S&P also quoted Edwin as saying the refinery would be “enormously beneficial to the country” by establishing a reliable supply of “environmentally-friendly” refined products and bringing “a huge amount of foreign exchange into the country.”
Edwin also noted that the refinery would play a pivotal role in alleviating the fuel supply challenges faced by import-dependent West Africa, worsened by Nigeria’s recent removal of fuel subsidies, which had led to a thriving illicit gasoline market due to price fluctuations.
He added that the revenues generated from the refinery’s operations would be reinvested to fuel further developments, underscoring Aliko Dangote’s commitment to Nigeria.
“The money will be coming back in, and it will go for further investments. Aliko Dangote is from Nigeria and his focus is always on Nigeria,” Edwin stated.
Marketers react
He, however, expressed hope that once the facility starts getting crude oil from NNPCL to produce diesel and jet fuel, the costs of the commodities would reduce in Nigeria.

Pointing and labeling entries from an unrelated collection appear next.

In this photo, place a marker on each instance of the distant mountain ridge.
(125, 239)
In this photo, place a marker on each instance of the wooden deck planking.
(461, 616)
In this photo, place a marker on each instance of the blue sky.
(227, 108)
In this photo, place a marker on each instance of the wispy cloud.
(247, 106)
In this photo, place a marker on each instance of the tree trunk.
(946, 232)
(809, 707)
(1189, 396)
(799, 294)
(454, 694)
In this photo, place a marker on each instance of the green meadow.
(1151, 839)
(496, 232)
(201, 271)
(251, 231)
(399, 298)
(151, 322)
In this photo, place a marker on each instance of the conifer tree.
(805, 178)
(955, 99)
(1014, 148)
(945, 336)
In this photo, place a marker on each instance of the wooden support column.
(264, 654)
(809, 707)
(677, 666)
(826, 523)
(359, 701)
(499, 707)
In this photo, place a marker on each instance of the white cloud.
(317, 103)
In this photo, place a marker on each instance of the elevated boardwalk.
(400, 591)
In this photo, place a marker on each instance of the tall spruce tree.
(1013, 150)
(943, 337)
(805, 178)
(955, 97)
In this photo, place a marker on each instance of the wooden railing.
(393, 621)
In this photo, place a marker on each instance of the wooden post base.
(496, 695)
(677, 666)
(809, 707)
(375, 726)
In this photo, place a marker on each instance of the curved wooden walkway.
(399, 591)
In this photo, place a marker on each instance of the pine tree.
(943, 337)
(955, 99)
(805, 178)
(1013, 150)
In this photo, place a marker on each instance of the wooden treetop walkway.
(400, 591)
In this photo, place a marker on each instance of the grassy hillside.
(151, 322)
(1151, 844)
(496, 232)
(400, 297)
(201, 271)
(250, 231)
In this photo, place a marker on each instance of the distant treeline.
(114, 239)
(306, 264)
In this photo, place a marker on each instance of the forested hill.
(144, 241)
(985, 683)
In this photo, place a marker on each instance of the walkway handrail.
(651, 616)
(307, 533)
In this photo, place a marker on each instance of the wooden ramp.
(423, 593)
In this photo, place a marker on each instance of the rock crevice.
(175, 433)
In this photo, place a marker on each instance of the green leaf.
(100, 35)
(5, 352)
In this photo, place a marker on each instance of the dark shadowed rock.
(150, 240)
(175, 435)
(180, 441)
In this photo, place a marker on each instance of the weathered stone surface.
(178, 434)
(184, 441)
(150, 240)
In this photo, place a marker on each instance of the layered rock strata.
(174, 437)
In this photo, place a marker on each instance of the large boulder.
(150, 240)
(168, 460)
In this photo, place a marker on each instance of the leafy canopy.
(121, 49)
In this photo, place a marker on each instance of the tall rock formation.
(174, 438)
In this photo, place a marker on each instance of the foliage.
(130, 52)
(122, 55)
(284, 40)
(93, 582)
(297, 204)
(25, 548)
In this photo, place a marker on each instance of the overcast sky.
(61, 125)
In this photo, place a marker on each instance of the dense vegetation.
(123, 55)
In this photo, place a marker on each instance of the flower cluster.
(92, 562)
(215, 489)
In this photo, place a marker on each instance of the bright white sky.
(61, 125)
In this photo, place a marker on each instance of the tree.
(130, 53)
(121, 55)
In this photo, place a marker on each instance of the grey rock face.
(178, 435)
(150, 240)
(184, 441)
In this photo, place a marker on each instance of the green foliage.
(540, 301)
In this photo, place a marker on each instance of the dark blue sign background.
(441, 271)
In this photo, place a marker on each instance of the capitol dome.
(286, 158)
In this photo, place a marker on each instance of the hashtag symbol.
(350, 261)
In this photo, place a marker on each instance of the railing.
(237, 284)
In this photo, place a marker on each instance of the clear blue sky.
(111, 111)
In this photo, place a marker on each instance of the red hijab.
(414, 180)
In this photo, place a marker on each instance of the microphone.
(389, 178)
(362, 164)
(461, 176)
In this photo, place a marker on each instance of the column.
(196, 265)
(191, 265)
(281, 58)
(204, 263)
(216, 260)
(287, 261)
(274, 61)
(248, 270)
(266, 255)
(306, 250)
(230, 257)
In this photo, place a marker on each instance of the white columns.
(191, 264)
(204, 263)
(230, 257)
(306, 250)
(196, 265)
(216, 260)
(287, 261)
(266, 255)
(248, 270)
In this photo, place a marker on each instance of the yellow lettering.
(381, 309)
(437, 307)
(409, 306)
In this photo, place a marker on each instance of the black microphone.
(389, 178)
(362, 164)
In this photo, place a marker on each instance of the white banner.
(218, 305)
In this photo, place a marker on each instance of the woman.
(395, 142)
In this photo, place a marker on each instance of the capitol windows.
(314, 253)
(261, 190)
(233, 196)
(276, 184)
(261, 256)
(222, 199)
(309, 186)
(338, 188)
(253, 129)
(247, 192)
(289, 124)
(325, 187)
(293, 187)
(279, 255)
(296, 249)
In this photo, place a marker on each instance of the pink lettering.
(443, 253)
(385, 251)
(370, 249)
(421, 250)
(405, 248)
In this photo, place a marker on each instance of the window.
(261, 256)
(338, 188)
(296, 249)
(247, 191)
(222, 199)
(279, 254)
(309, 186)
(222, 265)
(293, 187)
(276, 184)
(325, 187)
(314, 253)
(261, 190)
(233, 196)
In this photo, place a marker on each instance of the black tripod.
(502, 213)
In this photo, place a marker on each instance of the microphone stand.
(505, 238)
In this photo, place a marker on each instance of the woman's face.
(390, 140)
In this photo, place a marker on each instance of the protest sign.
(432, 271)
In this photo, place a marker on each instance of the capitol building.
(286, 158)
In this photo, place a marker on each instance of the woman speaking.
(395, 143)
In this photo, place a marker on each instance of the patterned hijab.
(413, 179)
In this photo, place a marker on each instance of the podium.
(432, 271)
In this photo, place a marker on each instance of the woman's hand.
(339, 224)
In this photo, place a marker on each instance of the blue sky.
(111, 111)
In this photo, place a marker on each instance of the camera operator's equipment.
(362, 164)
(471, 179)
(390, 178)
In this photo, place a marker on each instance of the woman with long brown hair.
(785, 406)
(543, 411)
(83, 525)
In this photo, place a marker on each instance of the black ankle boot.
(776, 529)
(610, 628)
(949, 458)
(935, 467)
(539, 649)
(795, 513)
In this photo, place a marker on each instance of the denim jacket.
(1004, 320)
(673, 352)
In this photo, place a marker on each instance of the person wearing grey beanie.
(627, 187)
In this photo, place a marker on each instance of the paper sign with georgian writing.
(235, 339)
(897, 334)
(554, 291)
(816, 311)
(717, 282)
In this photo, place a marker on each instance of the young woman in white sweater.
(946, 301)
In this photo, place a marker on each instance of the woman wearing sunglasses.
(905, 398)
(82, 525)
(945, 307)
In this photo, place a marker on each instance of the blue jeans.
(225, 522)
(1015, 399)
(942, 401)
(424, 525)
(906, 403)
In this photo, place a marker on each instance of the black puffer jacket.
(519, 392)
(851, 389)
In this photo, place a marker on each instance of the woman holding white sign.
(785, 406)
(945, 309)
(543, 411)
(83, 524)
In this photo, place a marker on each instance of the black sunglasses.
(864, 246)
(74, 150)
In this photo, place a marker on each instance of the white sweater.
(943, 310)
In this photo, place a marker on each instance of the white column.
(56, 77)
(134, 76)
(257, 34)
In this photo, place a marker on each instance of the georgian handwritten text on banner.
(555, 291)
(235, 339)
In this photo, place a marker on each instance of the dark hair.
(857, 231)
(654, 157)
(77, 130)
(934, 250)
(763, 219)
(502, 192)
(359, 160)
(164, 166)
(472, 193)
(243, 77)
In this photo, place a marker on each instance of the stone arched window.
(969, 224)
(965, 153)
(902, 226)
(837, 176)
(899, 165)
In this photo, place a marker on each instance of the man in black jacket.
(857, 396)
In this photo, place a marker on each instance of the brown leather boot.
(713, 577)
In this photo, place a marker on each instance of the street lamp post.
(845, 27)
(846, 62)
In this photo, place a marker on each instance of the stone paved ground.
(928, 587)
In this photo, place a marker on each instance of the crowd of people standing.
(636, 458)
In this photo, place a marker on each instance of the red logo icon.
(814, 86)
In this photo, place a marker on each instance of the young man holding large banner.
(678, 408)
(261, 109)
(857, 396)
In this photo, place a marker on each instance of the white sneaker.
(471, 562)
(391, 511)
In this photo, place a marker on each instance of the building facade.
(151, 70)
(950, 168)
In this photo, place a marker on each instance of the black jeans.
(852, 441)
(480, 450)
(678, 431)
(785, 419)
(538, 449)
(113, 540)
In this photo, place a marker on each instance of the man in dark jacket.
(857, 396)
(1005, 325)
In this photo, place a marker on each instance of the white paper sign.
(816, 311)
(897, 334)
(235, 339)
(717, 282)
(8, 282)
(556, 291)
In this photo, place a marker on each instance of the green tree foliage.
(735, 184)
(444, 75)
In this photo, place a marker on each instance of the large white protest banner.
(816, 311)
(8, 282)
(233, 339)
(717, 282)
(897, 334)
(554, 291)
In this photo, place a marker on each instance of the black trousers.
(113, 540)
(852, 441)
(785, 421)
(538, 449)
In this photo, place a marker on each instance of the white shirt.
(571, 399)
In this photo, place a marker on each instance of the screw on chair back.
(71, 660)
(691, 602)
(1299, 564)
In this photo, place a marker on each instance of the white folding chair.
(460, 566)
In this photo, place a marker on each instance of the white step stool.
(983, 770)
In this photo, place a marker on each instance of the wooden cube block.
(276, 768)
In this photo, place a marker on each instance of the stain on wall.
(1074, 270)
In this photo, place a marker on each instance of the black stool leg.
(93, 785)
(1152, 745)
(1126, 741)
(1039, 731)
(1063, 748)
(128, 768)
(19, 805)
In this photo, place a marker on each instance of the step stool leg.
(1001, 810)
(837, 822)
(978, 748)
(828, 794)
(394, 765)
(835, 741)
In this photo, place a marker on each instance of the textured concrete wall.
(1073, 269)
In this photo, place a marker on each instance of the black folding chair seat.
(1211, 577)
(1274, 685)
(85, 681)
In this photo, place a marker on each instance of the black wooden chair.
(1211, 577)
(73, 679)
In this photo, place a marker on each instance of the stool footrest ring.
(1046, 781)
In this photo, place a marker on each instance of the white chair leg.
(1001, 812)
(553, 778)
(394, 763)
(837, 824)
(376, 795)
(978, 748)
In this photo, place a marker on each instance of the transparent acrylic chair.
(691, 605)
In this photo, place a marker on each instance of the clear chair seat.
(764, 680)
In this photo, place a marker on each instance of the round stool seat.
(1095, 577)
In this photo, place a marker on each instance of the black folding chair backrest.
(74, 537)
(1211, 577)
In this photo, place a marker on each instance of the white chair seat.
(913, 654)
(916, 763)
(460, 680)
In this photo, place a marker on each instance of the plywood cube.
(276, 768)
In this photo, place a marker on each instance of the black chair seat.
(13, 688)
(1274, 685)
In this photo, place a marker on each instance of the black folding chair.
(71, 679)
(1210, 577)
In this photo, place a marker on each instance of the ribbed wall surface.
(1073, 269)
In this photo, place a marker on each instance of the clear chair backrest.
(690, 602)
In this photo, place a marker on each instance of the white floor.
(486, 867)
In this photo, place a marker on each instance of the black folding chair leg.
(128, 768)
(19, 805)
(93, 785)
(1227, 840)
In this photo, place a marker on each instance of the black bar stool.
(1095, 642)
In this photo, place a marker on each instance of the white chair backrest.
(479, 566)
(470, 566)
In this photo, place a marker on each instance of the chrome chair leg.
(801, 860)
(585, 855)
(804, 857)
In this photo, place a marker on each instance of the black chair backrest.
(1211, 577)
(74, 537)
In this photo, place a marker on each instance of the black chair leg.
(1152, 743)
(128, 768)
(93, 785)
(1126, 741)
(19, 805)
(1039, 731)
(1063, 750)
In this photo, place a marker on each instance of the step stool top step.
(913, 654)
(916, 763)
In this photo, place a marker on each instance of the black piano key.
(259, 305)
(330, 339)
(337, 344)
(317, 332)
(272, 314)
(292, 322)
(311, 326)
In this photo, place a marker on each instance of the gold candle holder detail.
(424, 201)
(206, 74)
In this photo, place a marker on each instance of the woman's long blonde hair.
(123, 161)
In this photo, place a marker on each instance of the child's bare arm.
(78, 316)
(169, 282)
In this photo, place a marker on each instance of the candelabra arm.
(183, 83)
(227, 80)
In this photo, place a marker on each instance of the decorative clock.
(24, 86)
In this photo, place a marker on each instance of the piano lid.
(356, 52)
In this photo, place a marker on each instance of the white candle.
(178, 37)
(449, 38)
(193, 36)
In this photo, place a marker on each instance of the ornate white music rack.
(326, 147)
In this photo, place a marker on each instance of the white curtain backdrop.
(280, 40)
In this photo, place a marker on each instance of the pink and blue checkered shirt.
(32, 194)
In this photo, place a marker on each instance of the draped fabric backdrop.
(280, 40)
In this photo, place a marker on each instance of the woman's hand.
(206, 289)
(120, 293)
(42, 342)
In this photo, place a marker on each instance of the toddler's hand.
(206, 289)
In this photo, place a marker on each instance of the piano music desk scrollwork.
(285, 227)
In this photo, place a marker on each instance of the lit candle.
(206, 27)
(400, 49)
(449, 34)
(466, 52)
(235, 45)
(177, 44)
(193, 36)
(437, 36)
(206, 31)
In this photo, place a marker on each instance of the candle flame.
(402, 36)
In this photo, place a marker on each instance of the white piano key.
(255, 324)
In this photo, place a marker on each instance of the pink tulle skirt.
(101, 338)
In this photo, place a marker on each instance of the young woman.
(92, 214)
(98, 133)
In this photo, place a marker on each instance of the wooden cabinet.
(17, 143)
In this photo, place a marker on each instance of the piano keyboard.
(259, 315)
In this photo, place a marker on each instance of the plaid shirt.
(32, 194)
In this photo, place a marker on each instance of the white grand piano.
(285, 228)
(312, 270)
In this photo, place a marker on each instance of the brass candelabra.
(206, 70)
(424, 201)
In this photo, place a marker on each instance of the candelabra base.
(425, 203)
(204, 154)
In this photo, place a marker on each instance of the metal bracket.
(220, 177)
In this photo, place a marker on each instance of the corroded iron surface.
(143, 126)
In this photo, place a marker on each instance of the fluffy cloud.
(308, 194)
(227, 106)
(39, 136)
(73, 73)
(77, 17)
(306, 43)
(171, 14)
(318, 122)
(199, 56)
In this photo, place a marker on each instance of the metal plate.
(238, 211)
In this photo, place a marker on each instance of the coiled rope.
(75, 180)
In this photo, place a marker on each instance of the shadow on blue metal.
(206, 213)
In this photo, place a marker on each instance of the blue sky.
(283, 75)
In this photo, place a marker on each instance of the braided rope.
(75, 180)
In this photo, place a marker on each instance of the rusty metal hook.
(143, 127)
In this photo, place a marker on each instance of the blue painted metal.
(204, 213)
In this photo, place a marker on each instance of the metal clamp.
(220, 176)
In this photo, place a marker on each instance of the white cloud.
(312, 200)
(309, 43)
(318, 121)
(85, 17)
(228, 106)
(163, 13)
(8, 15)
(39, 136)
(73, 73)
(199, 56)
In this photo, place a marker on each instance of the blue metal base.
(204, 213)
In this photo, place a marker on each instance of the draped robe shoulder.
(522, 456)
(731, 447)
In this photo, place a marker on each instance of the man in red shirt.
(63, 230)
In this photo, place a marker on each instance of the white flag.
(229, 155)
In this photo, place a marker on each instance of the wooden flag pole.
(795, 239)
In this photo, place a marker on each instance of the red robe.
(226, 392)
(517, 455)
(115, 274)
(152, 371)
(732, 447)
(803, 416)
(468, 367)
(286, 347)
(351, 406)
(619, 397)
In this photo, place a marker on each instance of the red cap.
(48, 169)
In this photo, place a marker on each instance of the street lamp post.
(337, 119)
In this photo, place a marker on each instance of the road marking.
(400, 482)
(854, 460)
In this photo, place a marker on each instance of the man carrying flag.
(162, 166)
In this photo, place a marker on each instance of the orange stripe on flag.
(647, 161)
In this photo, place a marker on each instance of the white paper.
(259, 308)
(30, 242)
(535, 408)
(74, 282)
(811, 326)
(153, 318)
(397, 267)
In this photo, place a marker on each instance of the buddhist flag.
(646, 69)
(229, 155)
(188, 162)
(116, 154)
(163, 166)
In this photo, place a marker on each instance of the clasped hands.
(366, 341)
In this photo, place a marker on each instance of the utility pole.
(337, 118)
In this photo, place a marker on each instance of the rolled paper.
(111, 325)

“The prices of diesel and jet fuel will, of course, come down when Dangote starts refining in-country, provided it gets its crude oil from Nigeria. For the unit costs of importing the refined products will be removed, since we now produce them here,”Kekeocha stated.
Other marketers expressed satisfaction with the report that the Dangote refinery would begin production in October.
The National Controller, Operations, IPMAN, Mike Osatuyi, said the beginning of petrol refining by the refinery in November would mean a corresponding end to petrol importation.
“It is good news for oil marketers, the masses and the Nigerian government. What this means is that we will soon get away from petrol importation forever. The Federal Government has 20 per cent shares in the refinery, so it is a great development for Nigeria and the Tinubu government,” he stated.
The Spokesperson for Dangote Group, Tony Chijiena, could not be reached immediately for comments. There was no response to several calls and text message seeking comments on the development as of the time of filing this report.
It was reported last week that the refinery was yet to commence production despite a promise by Aliko Dangote that petrol from the facility would start flowing into the Nigerian market latest August.
The immediate past spokesperson of the NNPCL, Garba-Deen Muhammad, was among those who were compulsorily retired by the firm on Wednesday.
Efforts to get comments from officials of the oil company on the matter were not successful, as they did not respond to enquiries.